Desenvolvido ao longo de mais de uma década, aqui está um título que não deve ser menosprezado pelos fãs de ARPGs.

Quando surgiu a oportunidade de analisar Astlibra Revision, uma das primeiras coisas que me chamou a atenção foi a quantidade de elogios que o jogo coleciona no Steam desde 2022, ano em que foi lançado para a plataforma da Valve. Com tamanha — praticamente unânime — aprovação popular, confesso que foi difícil não me empolgar para jogar esta versão de Switch, lançada no final de novembro e exclusiva do console da Nintendo até o momento.

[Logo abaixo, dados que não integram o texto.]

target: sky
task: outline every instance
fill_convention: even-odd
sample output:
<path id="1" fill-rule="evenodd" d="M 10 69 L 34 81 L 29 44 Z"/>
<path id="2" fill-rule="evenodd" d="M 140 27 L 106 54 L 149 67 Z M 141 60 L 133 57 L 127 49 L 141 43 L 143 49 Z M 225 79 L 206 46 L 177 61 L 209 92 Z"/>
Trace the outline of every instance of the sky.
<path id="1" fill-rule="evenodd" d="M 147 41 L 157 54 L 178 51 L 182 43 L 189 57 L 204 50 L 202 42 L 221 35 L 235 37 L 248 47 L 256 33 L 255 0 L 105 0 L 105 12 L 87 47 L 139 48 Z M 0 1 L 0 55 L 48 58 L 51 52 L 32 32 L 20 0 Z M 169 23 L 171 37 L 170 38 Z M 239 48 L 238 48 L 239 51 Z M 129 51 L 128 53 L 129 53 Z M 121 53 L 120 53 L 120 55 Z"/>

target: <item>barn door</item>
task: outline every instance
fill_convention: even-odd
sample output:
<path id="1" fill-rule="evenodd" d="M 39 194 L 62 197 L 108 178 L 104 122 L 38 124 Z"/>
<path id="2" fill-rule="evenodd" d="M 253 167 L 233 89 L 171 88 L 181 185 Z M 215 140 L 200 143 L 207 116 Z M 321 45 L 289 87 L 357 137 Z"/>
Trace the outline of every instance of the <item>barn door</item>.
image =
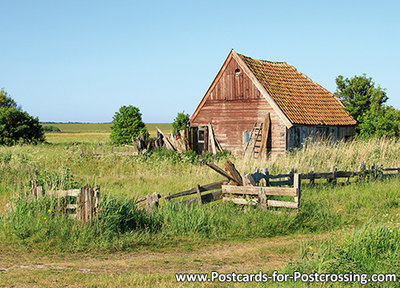
<path id="1" fill-rule="evenodd" d="M 197 130 L 197 152 L 204 153 L 208 151 L 208 127 L 199 126 Z"/>

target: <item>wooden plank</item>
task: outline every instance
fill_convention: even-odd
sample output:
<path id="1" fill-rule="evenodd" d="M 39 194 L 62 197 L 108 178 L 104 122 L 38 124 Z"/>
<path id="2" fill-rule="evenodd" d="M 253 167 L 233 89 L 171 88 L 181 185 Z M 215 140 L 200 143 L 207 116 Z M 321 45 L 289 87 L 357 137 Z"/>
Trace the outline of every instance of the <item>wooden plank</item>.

Agora, após um bom tempo com o título, devo dizer que aqui está um ótimo exemplo da expressão em inglês “hidden gem”, que pode ser traduzida como “joia escondida” e é usada, no mundo dos games, para descrever bons jogos que podem acabar passando despercebidos no calendário de lançamentos. Confira a análise!

A jornada do herói… 

Como tantos outros jogos do gênero, Astlibra Revision nos coloca no papel de um herói sem nome em sua jornada pessoal. Tudo começa na noite em que o pacífico vilarejo onde você mora é atacado por demônios gigantes.

Cercado pelas horríveis criaturas e prestes a sofrer um ataque letal, você desmaia e acorda sozinho em uma misteriosa cabana, no meio de uma floresta aparentemente impenetrável. Sem qualquer recordação sobre o que aconteceu desde o ataque, as suas únicas pistas são um laço branco — deixado pela menina que estava ao seu lado naquela fatídica noite — e um corvo falante (também desmemoriado) chamado Karon.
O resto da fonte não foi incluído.